The College Board’s 2018 data for California test takers show that 44% of white students scored 1200 or above, compared to only 10% of black students and 12% of Latinx students. Asian students have the highest scores but there are subgroups within that broad grouping that post lower than average scores. “For our young people from historically marginalized communities, the use of SAT and ACT to judge them and their potential is like educational redlining and causes even more trauma to them,” said Dillon Delvo, executive director of Little Manila Rising, a plaintiff in the case.
This is not a fringe movement; many people are raising concerns about high-stakes testing and the use of a single score to decide a student’s worth and potential. Research suggests scores best measure family income, which explains the 400-point gap between the richest and poorest test-takers. Higher income families live in areas with top schools and are able to invest more in academic boosts, such as tutors, math camps and ACT/SAT prep.

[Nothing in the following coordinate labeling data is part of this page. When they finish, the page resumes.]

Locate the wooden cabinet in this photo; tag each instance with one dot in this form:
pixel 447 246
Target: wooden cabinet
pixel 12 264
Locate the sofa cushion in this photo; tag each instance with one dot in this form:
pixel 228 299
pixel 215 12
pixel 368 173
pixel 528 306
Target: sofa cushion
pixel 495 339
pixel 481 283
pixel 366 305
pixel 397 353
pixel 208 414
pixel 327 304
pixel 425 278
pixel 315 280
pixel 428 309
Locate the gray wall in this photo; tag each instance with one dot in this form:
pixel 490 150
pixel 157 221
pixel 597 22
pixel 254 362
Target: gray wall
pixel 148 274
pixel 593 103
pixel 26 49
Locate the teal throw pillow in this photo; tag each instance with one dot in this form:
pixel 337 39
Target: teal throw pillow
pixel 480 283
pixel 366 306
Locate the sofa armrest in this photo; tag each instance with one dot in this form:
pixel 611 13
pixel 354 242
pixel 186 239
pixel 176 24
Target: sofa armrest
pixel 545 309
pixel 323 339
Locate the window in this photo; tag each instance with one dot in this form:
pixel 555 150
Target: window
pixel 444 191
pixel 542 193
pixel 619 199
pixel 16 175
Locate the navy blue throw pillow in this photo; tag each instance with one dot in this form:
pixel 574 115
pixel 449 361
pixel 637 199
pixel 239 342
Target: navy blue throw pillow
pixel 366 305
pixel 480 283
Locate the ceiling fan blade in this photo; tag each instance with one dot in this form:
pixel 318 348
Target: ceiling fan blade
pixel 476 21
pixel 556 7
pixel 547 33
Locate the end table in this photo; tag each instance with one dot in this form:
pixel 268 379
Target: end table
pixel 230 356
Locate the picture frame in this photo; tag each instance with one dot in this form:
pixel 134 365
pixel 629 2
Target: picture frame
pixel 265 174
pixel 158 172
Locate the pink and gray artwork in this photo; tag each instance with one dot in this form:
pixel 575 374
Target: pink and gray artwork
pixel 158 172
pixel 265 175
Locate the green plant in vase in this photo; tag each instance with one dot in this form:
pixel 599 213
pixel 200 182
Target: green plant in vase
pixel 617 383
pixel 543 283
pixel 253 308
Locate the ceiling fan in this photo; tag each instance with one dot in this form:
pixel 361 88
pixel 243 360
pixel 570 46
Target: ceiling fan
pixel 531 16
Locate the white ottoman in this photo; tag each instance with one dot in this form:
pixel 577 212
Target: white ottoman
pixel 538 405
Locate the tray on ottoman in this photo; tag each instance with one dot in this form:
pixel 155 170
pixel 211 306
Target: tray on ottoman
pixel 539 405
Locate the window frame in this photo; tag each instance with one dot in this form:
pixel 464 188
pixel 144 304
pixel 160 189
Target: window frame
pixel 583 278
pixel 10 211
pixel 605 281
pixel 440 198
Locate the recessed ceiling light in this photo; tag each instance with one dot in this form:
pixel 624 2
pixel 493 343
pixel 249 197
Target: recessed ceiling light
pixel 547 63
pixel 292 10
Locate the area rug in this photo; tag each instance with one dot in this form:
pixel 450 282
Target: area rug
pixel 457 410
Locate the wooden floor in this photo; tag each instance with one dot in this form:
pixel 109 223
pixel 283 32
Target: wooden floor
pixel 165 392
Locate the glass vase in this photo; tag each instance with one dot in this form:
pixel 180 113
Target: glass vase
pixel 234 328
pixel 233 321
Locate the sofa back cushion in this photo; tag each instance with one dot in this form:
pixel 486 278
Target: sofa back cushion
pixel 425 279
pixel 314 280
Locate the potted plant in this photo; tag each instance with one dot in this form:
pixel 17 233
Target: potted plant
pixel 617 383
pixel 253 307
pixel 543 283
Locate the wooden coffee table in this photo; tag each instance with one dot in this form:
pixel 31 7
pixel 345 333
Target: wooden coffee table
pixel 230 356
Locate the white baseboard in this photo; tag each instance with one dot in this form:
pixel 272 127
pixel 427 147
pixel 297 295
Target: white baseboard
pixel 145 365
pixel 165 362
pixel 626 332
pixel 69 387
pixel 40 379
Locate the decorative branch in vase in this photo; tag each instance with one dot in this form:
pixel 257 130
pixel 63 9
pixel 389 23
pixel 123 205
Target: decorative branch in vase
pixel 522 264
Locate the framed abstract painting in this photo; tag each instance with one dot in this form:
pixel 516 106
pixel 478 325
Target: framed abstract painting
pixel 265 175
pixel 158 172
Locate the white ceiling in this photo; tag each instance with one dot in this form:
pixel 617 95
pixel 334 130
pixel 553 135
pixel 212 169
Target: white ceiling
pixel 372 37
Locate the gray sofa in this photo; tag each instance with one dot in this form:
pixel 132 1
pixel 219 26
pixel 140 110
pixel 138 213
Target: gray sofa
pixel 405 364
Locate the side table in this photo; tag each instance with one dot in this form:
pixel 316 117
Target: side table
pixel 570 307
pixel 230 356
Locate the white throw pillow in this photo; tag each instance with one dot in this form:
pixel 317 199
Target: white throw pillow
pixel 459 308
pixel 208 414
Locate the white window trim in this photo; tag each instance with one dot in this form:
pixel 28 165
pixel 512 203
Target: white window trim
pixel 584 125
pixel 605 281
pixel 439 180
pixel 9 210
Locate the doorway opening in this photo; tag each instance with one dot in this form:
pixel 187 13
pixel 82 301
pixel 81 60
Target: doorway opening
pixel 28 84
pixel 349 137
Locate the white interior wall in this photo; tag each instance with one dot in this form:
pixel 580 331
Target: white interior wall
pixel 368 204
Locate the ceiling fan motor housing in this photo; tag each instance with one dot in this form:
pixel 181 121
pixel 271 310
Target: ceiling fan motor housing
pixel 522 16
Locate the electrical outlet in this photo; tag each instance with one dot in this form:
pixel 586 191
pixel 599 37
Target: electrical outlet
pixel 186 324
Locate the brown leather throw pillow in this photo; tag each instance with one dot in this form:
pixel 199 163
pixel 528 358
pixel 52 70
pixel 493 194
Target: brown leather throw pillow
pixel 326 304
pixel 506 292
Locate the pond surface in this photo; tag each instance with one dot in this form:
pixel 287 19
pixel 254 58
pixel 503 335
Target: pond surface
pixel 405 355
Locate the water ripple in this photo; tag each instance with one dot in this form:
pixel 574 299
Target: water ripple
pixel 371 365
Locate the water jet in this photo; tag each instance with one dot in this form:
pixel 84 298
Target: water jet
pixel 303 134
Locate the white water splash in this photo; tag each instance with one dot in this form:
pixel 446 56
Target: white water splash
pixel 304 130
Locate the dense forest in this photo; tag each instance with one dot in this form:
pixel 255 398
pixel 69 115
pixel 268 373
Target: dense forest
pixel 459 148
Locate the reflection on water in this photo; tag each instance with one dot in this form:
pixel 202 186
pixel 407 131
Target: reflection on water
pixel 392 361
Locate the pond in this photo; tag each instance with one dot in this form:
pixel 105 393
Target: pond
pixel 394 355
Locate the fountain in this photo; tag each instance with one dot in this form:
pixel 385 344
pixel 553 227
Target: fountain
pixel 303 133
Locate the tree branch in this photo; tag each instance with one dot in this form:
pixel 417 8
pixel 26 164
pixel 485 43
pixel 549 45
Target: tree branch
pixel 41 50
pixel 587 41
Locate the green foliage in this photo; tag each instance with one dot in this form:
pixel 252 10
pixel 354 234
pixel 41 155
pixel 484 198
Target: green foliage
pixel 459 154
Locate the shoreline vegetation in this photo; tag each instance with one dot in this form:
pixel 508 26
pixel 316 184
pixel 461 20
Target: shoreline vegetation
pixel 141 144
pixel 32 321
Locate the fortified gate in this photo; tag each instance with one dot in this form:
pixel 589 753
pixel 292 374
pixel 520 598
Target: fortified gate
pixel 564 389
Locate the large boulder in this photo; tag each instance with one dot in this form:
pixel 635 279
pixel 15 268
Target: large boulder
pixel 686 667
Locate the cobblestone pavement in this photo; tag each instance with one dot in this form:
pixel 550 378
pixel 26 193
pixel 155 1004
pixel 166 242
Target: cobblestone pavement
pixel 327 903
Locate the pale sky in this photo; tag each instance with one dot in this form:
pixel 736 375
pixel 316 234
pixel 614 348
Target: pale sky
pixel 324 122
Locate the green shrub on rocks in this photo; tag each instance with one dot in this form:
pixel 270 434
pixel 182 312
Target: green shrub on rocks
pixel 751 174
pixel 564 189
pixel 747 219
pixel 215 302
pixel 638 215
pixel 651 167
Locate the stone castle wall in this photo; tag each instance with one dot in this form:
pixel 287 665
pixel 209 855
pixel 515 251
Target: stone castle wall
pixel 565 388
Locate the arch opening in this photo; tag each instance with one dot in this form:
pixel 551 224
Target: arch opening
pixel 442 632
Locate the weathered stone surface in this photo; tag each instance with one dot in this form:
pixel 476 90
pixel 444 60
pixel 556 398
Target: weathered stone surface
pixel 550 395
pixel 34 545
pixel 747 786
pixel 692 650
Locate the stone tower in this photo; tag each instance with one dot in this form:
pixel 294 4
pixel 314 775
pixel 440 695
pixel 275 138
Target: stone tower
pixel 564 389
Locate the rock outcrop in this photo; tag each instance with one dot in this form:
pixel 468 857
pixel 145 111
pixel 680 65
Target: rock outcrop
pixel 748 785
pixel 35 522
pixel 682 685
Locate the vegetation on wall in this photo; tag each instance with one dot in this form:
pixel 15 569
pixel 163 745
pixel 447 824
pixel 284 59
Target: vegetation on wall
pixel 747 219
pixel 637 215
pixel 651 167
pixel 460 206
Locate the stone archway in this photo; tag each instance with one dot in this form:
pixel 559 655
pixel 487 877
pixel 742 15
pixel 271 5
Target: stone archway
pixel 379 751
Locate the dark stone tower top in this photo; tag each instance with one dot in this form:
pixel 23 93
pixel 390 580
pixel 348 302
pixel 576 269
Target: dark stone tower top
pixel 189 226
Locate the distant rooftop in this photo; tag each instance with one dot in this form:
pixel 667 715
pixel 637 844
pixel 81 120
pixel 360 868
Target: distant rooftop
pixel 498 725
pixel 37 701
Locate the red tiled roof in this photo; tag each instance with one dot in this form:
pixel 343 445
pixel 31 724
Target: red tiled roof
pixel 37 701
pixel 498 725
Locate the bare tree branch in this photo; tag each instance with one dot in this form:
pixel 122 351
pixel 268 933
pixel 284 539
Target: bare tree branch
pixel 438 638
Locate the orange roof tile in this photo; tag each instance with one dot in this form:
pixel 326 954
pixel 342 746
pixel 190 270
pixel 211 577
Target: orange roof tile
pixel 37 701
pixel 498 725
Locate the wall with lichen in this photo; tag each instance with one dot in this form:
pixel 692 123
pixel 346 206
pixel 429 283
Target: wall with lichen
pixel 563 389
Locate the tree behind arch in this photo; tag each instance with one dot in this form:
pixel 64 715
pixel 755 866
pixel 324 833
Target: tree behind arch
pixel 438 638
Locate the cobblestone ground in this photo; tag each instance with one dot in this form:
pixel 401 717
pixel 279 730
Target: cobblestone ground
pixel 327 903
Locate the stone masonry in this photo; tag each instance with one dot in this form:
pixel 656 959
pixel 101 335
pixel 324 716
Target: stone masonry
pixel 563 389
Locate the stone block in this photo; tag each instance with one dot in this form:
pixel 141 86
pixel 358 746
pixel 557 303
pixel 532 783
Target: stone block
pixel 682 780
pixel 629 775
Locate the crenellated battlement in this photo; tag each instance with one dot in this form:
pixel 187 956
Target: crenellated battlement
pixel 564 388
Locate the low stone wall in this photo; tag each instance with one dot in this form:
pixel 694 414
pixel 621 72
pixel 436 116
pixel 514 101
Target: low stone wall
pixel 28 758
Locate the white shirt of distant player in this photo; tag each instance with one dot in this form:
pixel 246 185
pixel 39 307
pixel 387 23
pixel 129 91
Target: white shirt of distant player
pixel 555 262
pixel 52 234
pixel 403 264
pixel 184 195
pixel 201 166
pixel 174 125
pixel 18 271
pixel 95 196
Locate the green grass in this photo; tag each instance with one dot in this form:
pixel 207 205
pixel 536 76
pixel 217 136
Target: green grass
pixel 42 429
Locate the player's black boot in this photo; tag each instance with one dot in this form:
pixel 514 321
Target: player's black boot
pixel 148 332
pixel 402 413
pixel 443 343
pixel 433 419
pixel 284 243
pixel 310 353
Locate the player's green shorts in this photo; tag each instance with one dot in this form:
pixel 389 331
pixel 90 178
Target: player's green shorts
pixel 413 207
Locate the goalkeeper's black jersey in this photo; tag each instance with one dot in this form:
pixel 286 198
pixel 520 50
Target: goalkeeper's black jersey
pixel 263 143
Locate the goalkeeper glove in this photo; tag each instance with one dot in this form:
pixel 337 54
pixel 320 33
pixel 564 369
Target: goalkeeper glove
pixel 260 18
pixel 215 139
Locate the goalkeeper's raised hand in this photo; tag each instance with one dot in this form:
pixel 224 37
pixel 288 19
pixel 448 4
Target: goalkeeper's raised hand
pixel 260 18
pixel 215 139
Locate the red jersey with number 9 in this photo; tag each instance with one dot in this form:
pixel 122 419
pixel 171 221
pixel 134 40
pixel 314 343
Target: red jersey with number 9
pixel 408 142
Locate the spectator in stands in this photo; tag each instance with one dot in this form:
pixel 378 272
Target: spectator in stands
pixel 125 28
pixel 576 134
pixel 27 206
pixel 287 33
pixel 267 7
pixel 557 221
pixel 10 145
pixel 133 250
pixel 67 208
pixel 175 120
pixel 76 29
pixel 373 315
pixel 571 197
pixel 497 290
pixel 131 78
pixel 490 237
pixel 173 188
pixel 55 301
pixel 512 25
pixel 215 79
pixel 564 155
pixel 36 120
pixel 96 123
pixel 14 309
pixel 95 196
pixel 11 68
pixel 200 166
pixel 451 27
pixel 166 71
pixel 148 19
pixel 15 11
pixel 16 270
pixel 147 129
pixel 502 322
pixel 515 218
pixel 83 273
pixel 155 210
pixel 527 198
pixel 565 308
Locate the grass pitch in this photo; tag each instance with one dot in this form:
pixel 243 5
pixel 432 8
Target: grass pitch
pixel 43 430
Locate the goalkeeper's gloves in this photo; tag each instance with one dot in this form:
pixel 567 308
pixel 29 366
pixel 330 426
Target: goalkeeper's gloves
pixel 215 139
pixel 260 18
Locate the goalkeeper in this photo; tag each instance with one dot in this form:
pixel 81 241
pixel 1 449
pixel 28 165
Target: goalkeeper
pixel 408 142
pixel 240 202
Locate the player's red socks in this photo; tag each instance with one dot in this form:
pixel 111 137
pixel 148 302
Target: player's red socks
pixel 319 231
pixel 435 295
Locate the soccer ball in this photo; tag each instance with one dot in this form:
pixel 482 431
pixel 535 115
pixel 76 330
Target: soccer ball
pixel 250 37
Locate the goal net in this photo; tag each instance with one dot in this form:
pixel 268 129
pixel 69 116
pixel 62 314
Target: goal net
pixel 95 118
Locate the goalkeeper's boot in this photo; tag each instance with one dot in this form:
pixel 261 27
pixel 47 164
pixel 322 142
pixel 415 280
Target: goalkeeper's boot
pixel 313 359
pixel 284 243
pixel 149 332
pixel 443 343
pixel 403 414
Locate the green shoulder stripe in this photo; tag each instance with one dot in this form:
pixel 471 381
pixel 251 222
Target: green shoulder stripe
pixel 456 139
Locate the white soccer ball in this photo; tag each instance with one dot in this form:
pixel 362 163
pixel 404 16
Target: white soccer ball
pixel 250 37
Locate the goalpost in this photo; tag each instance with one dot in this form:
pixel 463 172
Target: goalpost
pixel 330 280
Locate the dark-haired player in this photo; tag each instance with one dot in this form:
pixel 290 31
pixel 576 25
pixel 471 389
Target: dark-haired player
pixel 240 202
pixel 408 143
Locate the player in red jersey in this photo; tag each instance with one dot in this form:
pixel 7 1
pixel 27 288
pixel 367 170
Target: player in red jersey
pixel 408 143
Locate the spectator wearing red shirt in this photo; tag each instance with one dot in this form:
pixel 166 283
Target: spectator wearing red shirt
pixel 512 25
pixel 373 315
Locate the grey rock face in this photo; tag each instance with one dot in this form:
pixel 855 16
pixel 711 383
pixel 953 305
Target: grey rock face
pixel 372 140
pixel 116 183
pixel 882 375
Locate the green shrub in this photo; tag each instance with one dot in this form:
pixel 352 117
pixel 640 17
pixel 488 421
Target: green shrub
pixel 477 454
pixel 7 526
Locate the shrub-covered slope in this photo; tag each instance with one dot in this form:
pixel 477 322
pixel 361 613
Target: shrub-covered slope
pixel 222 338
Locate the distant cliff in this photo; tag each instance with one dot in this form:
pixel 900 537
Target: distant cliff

At an education panel last month, UC Berkeley Chancellor Carol Christ said SAT and ACT scores “really contribute to the inequities of our system.” The University of California Academic Senate is reviewing the use of standardized tests for university admission, which the state’s Board of Regents will later consider in a decision on whether to change state policy on testing requirements.
Saying the lawsuit escalates the conversation from a policy one to a legal one, Mark Rosenbaum, directing attorney at Public Counsel, a nonprofit law firm, said in a statement, “Use of the SAT/ACT is not merely bad policy; it violates the California Constitution and anti-discrimination statutes, and is therefore legally and morally impermissible. Students should not have to endure the stress and expense of preparing for and taking the SAT, and the admissions process should no longer be contaminated by this discriminatory metric.”
The lawsuit against the University of California Board of Regents “meticulously documents how the ACT/SAT test score requirement discriminates against low-income, historically disenfranchised minority, and disabled undergraduate applicants,” said Bob Schaeffer, Public Education Director at FairTest: National Center for Fair & Open Testing. “The complaint's data and arguments should persuade not only leaders of the University of California but their peers at many other institutions to eliminate reliance on biased and inaccurate standardized exams."
In an interesting op-ed this weekend in the Washington Post, University of California at San Francisco assistant professor Stacy Torres recalled her own score on the test -- 1160 out of 1600 – and endorsed eliminating the SAT to give a broader range of kids a chance at higher education.
Even discounting the cheating involved in the college admissions scandal, it’s clear that wealthy, sophisticated parents can give their children a lawful advantage by paying for test coaching or helping secure special accommodations, such as extra test time.
Like the students in the UC lawsuit, I faced hardships that didn’t help my scores. My family’s low income made me eligible for a fee waiver for the exam, but we couldn’t afford adequate heat in our house, let alone my school-sponsored test prep course or other tutoring. I prepared with a used Barron’s SAT prep book and handmade flashcards, and racked up lackluster practice test scores. That year, my mother died, leaving a raft of medical bills and upending family life. I made it to the exam only due to the kindness of a neighbor, who gave me a ride to the test site. I scored much more poorly on the SATs than anyone who saw my straight-A report cards (11th in a class of 611) would have expected.
While a growing list of colleges have adopted test-optional admissions, most selective schools, including Georgia Tech, the University of Georgia and Emory, still require applicants to submit ACT or SAT scores.